Grâce à la technologie blockchain, l'État de Virginie-Occidentale sera le premier aux États-Unis à autoriser le vote via une application pour smartphone pour les citoyens des forces armées déployées à l'étranger.
Après un test pilote mené en début d'année, Voatz, une startup spécialisée dans la blockchain, propose ce service malgré les critiques reçues.
Selon Mac Warner, secrétaire d'État de Virginie-Occidentale : « Personne ne mérite plus le droit de vote que les hommes et les femmes qui risquent leur vie pour nous. »
Le nouveau service de vote sera utilisé pour la première fois lors des prochaines élections de novembre et uniquement pour les personnes servant dans les forces armées à l'étranger.
Son prestataire de services, Voatz, utilise la technologie blockchain sur sa plateforme et l'application utilisera la reconnaissance faciale pour se prémunir contre la falsification des votes.
Pour utiliser la plateforme Voatz, les électeurs doivent d'abord s'inscrire en prenant une photo de leur piècedentet en réalisant une vidéo selfie de leur visage. Après le téléchargement, le logiciel compare les visages sur les deux enregistrements et confirme ou infirme leur identité. Une fois leur inscription validée, les électeurs peuvent alors choisir leur candidat directement via l'application Voatz. Chaque vote est enregistré sur une blockchain.

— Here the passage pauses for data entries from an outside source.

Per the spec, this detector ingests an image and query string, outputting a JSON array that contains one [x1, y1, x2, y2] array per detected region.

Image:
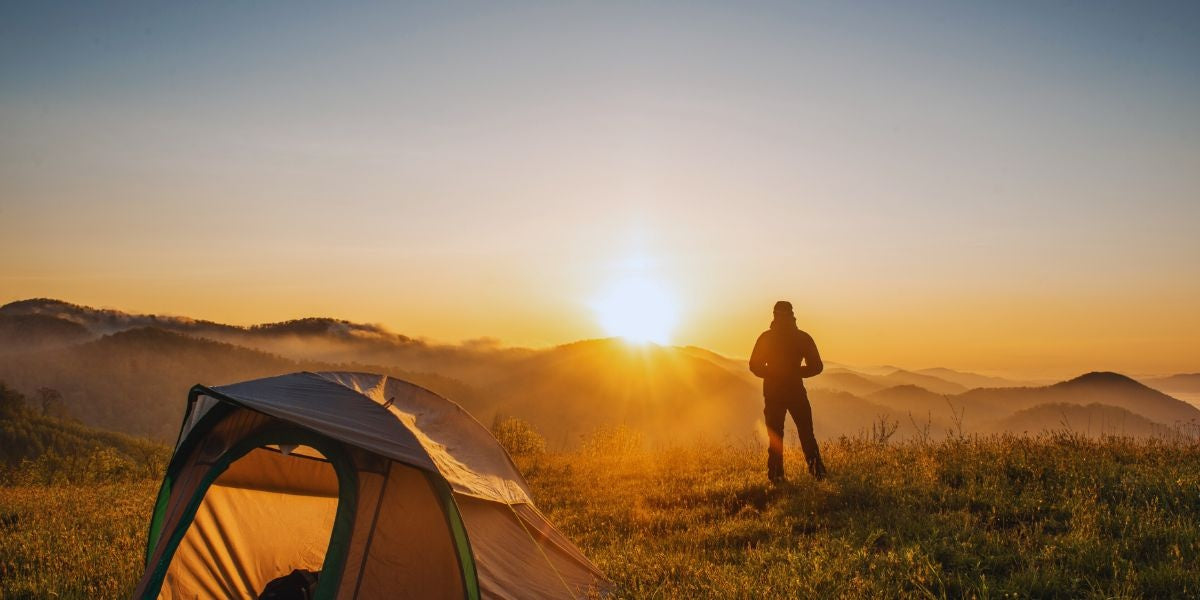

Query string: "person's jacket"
[[750, 319, 824, 397]]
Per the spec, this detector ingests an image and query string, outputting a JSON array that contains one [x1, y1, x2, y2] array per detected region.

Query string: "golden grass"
[[0, 436, 1200, 599]]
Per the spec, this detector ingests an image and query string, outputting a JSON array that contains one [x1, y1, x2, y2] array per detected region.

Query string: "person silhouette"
[[750, 300, 826, 484]]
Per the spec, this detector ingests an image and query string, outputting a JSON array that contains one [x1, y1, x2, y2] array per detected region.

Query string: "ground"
[[0, 436, 1200, 599]]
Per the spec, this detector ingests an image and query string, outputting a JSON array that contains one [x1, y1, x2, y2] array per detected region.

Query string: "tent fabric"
[[160, 475, 337, 599], [204, 372, 530, 503], [136, 372, 606, 599], [458, 497, 609, 600]]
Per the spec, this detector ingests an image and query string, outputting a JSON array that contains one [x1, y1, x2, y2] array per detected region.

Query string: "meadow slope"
[[0, 430, 1200, 599]]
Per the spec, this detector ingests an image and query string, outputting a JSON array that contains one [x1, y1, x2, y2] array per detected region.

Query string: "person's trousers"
[[762, 389, 824, 481]]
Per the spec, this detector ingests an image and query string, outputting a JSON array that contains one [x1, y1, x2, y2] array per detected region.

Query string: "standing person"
[[750, 300, 826, 484]]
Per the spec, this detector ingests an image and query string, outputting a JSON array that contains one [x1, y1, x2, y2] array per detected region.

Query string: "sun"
[[592, 276, 679, 344]]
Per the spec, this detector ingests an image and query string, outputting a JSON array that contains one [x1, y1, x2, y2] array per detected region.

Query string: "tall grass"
[[0, 431, 1200, 599]]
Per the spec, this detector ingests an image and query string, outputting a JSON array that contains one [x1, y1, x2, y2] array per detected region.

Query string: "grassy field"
[[0, 436, 1200, 599]]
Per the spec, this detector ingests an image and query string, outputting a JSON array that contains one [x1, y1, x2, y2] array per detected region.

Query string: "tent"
[[134, 372, 605, 599]]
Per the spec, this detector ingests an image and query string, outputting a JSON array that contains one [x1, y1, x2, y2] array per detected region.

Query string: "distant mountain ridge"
[[0, 299, 1200, 445]]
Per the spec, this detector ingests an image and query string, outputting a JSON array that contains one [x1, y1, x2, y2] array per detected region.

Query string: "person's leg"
[[787, 390, 826, 479], [762, 397, 787, 481]]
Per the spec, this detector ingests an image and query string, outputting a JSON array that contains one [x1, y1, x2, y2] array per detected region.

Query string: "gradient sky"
[[0, 1, 1200, 374]]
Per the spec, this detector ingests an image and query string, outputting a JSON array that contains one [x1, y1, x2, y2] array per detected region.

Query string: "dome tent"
[[134, 372, 605, 599]]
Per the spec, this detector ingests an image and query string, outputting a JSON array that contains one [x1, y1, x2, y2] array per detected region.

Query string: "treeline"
[[0, 382, 170, 485]]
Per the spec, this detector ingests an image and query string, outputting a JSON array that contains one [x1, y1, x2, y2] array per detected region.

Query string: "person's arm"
[[800, 334, 824, 377], [750, 334, 767, 377]]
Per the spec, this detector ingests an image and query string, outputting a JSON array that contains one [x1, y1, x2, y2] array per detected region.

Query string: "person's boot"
[[767, 455, 784, 484], [808, 456, 826, 481]]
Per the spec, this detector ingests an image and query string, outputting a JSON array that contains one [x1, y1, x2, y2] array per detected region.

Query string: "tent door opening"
[[150, 432, 354, 599]]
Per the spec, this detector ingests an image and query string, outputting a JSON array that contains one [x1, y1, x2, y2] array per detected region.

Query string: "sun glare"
[[592, 277, 679, 344]]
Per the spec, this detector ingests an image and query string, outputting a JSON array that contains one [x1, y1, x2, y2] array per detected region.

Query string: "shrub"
[[492, 415, 546, 456]]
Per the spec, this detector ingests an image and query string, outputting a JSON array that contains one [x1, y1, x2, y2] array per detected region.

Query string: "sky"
[[0, 1, 1200, 374]]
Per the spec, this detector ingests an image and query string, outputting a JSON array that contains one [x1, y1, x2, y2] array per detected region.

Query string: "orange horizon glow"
[[0, 2, 1200, 377]]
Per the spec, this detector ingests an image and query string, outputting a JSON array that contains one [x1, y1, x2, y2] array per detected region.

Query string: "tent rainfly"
[[134, 372, 606, 599]]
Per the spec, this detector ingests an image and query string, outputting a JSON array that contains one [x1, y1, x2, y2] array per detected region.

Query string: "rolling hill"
[[0, 300, 1200, 446]]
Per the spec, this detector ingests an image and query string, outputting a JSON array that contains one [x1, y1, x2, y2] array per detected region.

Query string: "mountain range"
[[0, 299, 1200, 446]]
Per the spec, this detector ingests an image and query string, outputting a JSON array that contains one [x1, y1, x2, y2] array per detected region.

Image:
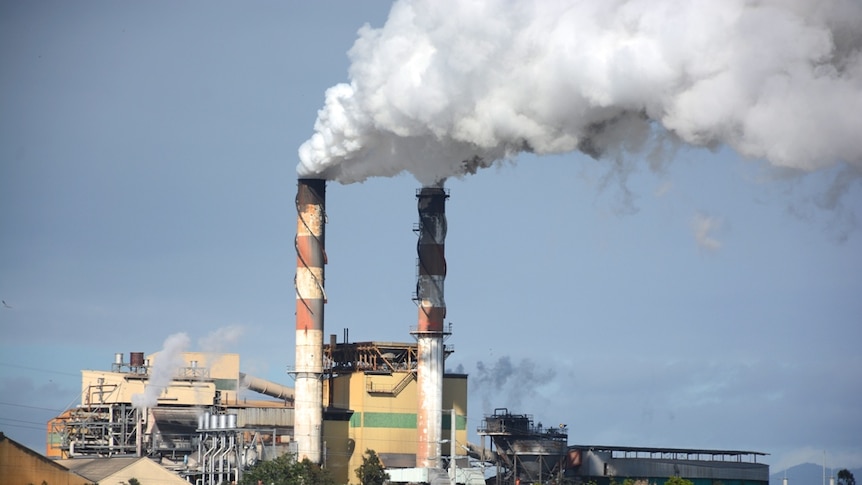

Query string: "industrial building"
[[37, 179, 769, 485]]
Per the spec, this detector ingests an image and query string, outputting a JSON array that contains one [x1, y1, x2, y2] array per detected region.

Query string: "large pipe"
[[239, 372, 294, 401], [414, 187, 449, 468], [294, 179, 326, 464]]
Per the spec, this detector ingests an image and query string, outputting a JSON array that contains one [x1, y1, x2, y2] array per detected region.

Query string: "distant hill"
[[769, 463, 862, 485]]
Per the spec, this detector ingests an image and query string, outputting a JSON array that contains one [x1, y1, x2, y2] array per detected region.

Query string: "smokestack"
[[413, 187, 449, 468], [294, 179, 326, 464]]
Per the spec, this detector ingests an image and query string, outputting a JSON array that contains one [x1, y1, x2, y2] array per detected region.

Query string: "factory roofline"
[[569, 445, 769, 463]]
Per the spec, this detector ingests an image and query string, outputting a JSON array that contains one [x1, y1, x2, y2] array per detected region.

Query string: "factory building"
[[35, 179, 769, 485], [566, 445, 769, 485], [46, 351, 295, 484], [323, 336, 467, 483]]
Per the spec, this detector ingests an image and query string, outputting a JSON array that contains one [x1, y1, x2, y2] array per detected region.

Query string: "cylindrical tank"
[[129, 352, 144, 367]]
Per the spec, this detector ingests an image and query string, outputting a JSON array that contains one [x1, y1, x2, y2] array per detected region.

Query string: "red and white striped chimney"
[[294, 179, 326, 464], [413, 187, 449, 468]]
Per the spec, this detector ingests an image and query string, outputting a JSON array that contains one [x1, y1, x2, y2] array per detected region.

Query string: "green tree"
[[838, 468, 856, 485], [356, 450, 389, 485], [664, 476, 694, 485], [239, 454, 335, 485]]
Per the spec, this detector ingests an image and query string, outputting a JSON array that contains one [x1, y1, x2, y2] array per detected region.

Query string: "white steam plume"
[[132, 333, 189, 409], [297, 0, 862, 184]]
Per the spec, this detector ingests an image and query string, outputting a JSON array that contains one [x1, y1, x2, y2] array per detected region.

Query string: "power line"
[[0, 401, 62, 413], [0, 362, 78, 377]]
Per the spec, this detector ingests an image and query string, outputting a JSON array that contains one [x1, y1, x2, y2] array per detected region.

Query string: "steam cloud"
[[297, 0, 862, 185], [132, 333, 189, 409]]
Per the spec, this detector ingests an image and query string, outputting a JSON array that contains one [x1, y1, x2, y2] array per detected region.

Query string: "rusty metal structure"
[[294, 179, 326, 463], [478, 408, 569, 485], [411, 187, 449, 468]]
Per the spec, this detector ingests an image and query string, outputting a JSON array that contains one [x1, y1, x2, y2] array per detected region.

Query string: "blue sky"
[[0, 2, 862, 471]]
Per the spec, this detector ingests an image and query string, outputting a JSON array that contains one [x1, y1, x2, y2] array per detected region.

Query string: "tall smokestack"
[[294, 179, 326, 464], [413, 187, 449, 468]]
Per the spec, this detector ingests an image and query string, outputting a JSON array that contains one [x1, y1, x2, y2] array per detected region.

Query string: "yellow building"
[[323, 342, 467, 483]]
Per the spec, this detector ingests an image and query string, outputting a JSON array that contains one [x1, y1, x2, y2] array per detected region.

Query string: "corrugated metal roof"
[[57, 456, 138, 482]]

Lors des primaires qui se sont déroulées en début d'année, le service de Voatz a été testé dans deux comtés. Il a fait l'objet de quatre audits et, d'après les rapports, aucun problème n'a été constaté.

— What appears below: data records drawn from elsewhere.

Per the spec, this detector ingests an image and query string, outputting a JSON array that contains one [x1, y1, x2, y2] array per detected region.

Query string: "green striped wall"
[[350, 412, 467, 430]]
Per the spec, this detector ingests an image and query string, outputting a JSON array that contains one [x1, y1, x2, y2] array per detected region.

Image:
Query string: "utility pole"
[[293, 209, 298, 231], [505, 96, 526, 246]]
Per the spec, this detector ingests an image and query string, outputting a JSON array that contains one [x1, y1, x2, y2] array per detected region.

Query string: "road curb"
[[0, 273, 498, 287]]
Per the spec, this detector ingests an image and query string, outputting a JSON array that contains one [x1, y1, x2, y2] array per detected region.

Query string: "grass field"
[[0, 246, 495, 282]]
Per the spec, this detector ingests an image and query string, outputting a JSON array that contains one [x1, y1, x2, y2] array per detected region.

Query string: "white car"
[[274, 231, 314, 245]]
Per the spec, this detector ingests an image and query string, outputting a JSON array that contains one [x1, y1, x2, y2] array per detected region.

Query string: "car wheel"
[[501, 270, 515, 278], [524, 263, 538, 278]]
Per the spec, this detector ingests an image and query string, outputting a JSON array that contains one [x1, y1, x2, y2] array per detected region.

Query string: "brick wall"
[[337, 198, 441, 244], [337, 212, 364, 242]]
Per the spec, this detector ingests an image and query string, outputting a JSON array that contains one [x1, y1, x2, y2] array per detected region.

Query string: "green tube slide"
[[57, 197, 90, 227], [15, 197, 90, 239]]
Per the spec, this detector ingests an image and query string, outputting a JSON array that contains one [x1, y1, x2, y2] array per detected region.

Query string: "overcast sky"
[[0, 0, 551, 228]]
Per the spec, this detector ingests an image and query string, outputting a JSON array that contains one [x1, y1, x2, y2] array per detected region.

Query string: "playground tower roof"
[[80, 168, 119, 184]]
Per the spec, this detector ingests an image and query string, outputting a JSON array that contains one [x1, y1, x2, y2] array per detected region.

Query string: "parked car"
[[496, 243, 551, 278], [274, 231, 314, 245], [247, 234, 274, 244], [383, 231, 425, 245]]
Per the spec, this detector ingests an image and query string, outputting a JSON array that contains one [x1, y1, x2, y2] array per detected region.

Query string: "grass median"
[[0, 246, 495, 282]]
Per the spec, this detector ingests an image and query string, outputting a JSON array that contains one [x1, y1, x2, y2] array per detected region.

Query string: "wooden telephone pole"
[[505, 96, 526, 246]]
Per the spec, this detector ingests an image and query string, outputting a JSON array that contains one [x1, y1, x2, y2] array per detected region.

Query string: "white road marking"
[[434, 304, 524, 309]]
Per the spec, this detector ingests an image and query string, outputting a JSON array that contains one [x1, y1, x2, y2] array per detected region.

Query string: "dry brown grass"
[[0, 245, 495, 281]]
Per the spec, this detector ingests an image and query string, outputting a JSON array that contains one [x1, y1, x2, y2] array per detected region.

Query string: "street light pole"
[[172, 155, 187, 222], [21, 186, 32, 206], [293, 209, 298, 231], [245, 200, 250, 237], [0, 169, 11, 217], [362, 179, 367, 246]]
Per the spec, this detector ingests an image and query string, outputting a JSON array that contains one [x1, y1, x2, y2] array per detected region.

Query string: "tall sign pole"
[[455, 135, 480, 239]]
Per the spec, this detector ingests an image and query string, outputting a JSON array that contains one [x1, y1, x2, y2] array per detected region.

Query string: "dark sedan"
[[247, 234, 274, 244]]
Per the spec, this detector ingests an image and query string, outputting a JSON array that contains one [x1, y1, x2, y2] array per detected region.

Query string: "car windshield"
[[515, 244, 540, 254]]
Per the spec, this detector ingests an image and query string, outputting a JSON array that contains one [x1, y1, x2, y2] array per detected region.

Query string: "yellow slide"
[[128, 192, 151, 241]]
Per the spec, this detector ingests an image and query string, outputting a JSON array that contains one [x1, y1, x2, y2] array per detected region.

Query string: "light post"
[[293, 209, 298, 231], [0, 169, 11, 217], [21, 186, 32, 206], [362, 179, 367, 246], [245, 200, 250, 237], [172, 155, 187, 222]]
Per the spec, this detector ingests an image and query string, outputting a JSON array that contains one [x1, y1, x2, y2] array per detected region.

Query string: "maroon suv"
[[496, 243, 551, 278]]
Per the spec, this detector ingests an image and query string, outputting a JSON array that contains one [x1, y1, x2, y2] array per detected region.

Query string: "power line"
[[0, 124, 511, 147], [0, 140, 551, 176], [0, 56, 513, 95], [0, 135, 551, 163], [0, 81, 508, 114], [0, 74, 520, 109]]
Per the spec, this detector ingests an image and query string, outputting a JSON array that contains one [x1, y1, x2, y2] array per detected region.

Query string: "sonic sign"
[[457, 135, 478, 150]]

Cette nouvelle technologie n'a pas fait l'unanimité. Joseph Lorenzo Hall, expert en technologies, l'a qualifiée d'« idée catastrophique ». Dans un courriel adressé à CNN, il a affirmé que la sécurité actuelle des réseaux, appareils et serveurs ne permet pas d'assurer des opérations aussi importantes que le vote.

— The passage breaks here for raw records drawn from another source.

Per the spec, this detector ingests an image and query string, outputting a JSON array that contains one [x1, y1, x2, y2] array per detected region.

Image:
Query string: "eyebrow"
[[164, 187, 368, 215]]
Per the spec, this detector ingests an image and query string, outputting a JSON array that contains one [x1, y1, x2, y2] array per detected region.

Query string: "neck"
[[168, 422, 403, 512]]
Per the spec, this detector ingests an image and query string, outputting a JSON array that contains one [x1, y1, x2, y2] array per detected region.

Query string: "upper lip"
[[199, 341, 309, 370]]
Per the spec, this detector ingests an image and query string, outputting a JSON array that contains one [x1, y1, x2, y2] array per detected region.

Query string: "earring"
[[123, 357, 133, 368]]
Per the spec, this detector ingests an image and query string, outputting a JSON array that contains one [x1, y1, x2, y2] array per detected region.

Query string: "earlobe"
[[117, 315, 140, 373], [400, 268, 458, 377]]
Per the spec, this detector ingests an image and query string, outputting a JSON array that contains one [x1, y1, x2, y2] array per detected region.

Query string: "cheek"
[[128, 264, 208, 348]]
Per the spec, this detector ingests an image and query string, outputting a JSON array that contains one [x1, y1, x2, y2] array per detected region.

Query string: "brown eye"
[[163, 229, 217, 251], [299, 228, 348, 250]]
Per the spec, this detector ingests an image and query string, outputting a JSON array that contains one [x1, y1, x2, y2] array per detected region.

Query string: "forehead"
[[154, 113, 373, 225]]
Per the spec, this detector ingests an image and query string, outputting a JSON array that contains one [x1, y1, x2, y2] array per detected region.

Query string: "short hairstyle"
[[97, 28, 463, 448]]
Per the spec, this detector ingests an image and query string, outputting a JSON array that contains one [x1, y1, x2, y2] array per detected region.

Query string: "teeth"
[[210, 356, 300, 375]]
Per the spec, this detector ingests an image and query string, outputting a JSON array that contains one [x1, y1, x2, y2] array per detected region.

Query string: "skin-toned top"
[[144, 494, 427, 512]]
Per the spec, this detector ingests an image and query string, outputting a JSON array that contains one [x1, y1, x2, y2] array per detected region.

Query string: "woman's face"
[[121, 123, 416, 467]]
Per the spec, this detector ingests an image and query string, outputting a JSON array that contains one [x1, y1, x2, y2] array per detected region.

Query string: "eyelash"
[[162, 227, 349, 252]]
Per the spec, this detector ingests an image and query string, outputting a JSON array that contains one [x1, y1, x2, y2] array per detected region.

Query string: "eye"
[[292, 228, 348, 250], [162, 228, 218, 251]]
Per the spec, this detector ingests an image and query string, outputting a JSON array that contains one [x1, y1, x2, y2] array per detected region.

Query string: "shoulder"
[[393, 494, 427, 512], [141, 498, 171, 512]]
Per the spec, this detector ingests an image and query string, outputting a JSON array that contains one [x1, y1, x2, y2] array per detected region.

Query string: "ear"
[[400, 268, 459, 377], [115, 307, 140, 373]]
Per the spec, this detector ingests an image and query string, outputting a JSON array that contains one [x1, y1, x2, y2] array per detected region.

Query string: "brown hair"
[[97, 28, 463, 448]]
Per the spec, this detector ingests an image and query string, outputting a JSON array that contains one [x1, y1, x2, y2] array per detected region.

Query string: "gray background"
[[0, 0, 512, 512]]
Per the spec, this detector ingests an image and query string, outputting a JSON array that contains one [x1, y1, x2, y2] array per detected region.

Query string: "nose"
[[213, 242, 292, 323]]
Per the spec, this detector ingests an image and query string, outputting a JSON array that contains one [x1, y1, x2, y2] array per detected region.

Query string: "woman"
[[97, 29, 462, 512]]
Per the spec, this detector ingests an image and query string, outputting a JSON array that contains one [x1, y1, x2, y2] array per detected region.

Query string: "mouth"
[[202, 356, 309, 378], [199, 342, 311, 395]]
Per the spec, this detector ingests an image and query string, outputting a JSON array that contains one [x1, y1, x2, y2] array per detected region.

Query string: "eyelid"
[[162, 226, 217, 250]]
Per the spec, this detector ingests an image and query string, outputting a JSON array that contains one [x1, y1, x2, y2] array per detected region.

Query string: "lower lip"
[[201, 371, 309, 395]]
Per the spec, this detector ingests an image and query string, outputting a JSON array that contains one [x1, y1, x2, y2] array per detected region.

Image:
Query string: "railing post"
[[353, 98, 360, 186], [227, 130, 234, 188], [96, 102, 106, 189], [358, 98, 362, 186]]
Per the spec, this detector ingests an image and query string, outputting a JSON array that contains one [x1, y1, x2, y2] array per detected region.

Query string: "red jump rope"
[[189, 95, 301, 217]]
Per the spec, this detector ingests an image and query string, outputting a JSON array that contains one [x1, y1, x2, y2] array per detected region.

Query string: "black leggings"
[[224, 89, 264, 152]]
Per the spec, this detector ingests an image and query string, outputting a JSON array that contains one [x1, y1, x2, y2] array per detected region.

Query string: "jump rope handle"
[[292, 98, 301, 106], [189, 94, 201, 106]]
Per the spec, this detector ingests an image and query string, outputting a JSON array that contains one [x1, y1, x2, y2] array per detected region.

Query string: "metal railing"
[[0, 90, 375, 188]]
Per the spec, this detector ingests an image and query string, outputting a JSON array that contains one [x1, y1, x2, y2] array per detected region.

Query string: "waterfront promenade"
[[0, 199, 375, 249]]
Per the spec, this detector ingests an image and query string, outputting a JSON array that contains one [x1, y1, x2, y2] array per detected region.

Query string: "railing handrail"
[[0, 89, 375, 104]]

Marian K. Schneider, membre de Verified Voting, un organisme de surveillance des élections, s'est également opposée à ce type de vote. Elle a déclaré que c'était une mauvaise idée et a reconnu un risque important de piratage et d'ingérence
L'utilisation de la blockchain par Voaltz étant récente, cela a suscité l'inquiétude de certains commentateurs qui estiment que le vote via application mobile présente des failles.